D’ailleurs, notre rapport au temps qui est devenu plus fugace et moins structuré est paradoxalement plus contraignant. Que s’est-il passé? Les grands dessins, les grands projets ou les grandes idées bonnes pour les générations futures n’ont plus cours. Cette situation évoquée par Zaki Laïdi . a fait en sorte qu’à ses yeux l’édifice conceptuel, philosophique et culturel construit depuis deux siècles et qui a pour nom les Lumières, se serait définitivement effondré. En voici les trois principes, tel qu’il les relate :

Le premier est celui de la maitrise du destin de l’Homme par la Raison. La Raison, c’est le pouvoir de lier et de délier les faits, de ne pas accepter les vérités révélées. « Aie le courage de ton propre entendement. Voilà la devise des Lumières », disait Kant.

Le second est celui du dépassement, de l’arrachement à sa condition d’origine pour se transcender, se dépasser et atteindre l’universel. La philosophie des Lumières participe ici au processus décisif de laïcisation de la transcendance.

Le troisième, enfin, consiste à croire et à penser que l’Histoire a un sens, que l’Histoire est orientée, renforçant ainsi l’idée que les hommes ont prise sur les événements qu’ils vivent et qu’ils peuvent les orienter en fonction de leurs objectifs et de leurs finalités. [Koselleck 1990]

Heureusement l’auteur poursuit en disant que « le rationalisme demeure une source d’inspiration et de comportement dans les sociétés modernes. » et qu’il y voit « l’un des fondements de la démocratie ». Il y a là des assises importantes en lien direct avec cet ouvrage, dont notre pouvoir créatif conscient et notre participation active à la société démocratique.

Ma conviction est que nous avons et aurons toujours le pouvoir de créer notre futur. Seulement, la vie étant plus complexe, les écueils sont plus nombreux, les repères sont plus flous et les chemins déjà empruntés avec succès doivent être remis en question plus rapidement qu’auparavant. Malgré cela, cette complexité vient avec l’émergence de nouvelles technologies génératrices d’outils sophistiqués mis à notre disposition. Nos possibilités de maîtriser notre destin n’ont pas diminué, bien au contraire.

À la base, il est essentiel d’identifier les repères qui nous sont propres et de les compléter au besoin. Avoir une structure unique, si imparfaite soit-elle, est plus que nécessaire. Se doter de repères structurés est une façon incontournable de contrer les effets insidieux de la complexité qui nous entoure et d’en tirer avantage. La situation idéale vers laquelle tendre est que chacune de nos décisions tienne compte de l’ensemble de l’œuvre, ce qui signifie que nous vivions en pleine conscience.

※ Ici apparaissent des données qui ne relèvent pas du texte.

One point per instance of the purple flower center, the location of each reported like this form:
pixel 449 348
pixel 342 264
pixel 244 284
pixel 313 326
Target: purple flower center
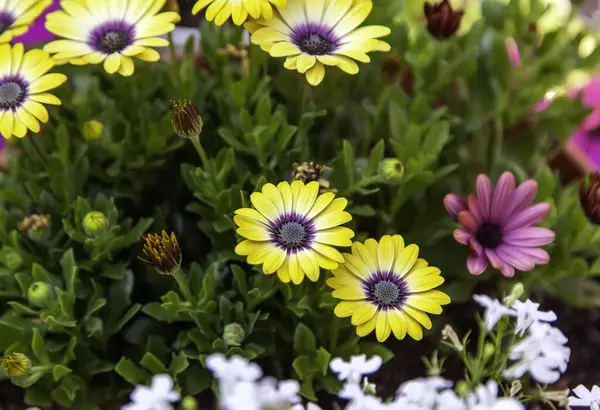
pixel 490 235
pixel 292 232
pixel 13 91
pixel 385 290
pixel 6 21
pixel 112 37
pixel 314 39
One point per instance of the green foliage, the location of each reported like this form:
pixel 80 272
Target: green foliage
pixel 106 321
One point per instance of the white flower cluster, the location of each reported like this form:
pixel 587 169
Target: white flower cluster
pixel 542 352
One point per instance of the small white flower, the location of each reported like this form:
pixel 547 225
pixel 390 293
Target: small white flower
pixel 423 392
pixel 585 397
pixel 158 396
pixel 528 313
pixel 542 353
pixel 485 397
pixel 357 367
pixel 231 371
pixel 494 310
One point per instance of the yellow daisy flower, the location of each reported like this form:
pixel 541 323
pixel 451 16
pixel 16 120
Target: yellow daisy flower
pixel 16 16
pixel 312 34
pixel 387 289
pixel 109 31
pixel 23 88
pixel 292 230
pixel 238 10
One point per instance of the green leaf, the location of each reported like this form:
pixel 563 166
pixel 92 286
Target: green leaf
pixel 131 372
pixel 59 371
pixel 375 158
pixel 304 340
pixel 151 362
pixel 39 347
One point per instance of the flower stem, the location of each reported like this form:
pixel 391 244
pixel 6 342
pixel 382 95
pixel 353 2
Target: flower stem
pixel 183 285
pixel 201 152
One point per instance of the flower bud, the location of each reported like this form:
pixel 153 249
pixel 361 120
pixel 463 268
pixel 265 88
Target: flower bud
pixel 186 119
pixel 39 293
pixel 16 365
pixel 12 258
pixel 234 334
pixel 515 293
pixel 392 170
pixel 589 196
pixel 92 130
pixel 94 223
pixel 448 333
pixel 442 21
pixel 189 403
pixel 488 351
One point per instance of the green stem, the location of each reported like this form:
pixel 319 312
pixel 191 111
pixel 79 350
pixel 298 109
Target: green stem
pixel 201 152
pixel 183 286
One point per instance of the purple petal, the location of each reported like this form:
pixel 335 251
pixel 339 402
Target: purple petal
pixel 461 236
pixel 454 204
pixel 528 217
pixel 502 195
pixel 499 264
pixel 522 197
pixel 477 264
pixel 484 195
pixel 475 208
pixel 529 237
pixel 465 218
pixel 514 257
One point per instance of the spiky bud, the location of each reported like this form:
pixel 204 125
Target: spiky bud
pixel 186 119
pixel 94 223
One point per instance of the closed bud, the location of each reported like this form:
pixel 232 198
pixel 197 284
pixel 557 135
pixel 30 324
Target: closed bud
pixel 233 334
pixel 16 365
pixel 94 223
pixel 186 119
pixel 488 351
pixel 189 403
pixel 589 196
pixel 392 170
pixel 442 21
pixel 462 388
pixel 39 293
pixel 92 130
pixel 515 293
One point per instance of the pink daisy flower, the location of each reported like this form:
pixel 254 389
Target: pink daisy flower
pixel 498 225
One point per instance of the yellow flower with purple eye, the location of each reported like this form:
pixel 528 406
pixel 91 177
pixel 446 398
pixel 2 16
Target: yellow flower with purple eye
pixel 385 287
pixel 312 34
pixel 24 86
pixel 16 16
pixel 110 32
pixel 292 230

La question est de savoir comment faire. Quels sont les bons outils et de quelle façon doit-on les utiliser? Vu l’abondance, arriver à un choix qui soit adéquat pour nous requiert un exercice de discernement. Plus encore, il ne s’agit pas que de choisir, car il y a aussi plus de place que jamais pour l’innovation et la personnalisation de nos façons de faire. Et lorsqu’il s’agit de notre rapport au temps, là où se joue notre destin, nous avons besoin de lieux technologiques où s’inscrivent nos espaces de vie, endroits où aller pour donner du sens à nos activités en lien avec les événements de notre vie.

Et n’oublions pas que, par-dessus tout, la gestion du temps est d’abord un état d’esprit.

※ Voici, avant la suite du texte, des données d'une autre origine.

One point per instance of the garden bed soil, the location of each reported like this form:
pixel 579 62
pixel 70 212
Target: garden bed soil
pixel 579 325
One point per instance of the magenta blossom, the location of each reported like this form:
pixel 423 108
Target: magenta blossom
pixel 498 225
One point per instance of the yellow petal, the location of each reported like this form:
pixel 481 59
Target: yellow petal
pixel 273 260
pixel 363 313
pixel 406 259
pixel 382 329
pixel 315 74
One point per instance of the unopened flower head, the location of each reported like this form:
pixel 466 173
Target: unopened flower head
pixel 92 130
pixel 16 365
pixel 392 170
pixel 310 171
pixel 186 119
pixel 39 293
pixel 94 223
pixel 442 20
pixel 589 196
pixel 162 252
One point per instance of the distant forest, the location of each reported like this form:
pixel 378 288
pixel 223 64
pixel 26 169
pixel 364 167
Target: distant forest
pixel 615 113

Par ailleurs, il fut une époque pas si lointaine où démarrer une start-up requerrait généralement un minimum de plusieurs millions de dollars. Or, les nouveaux outils de production aidant, l’élan de l’Homme à vouloir se réaliser est plus susceptible d’être couronné de succès, même à plus petite échelle. Il est devenu possible de changer le monde en débutant avec un petit capital de quelques centaines, voire de dizaines de milliers de dollars. L’idée est que non seulement les technologies existent, mais aussi qu’elles sont accessibles. Cet état de fait contribue carrément à l’élargissement de la démocratie.

Bref, que la vie moderne ait quelque peu hypothéqué l’héritage que nous ont laissé les philosophes des Lumières, a sans doute du vrai. Bien sûr que nous n’arrivons plus aussi facilement, par un exercice de raison et de volonté, à nous transcender et à donner un sens à notre histoire. Notre besoin de le faire n’en demeure pas moins immense. Et parce que déterminés à atteindre le bonheur, ne sommes-nous pas condamnés à tenter par tous les moyens de se créer un bel avenir?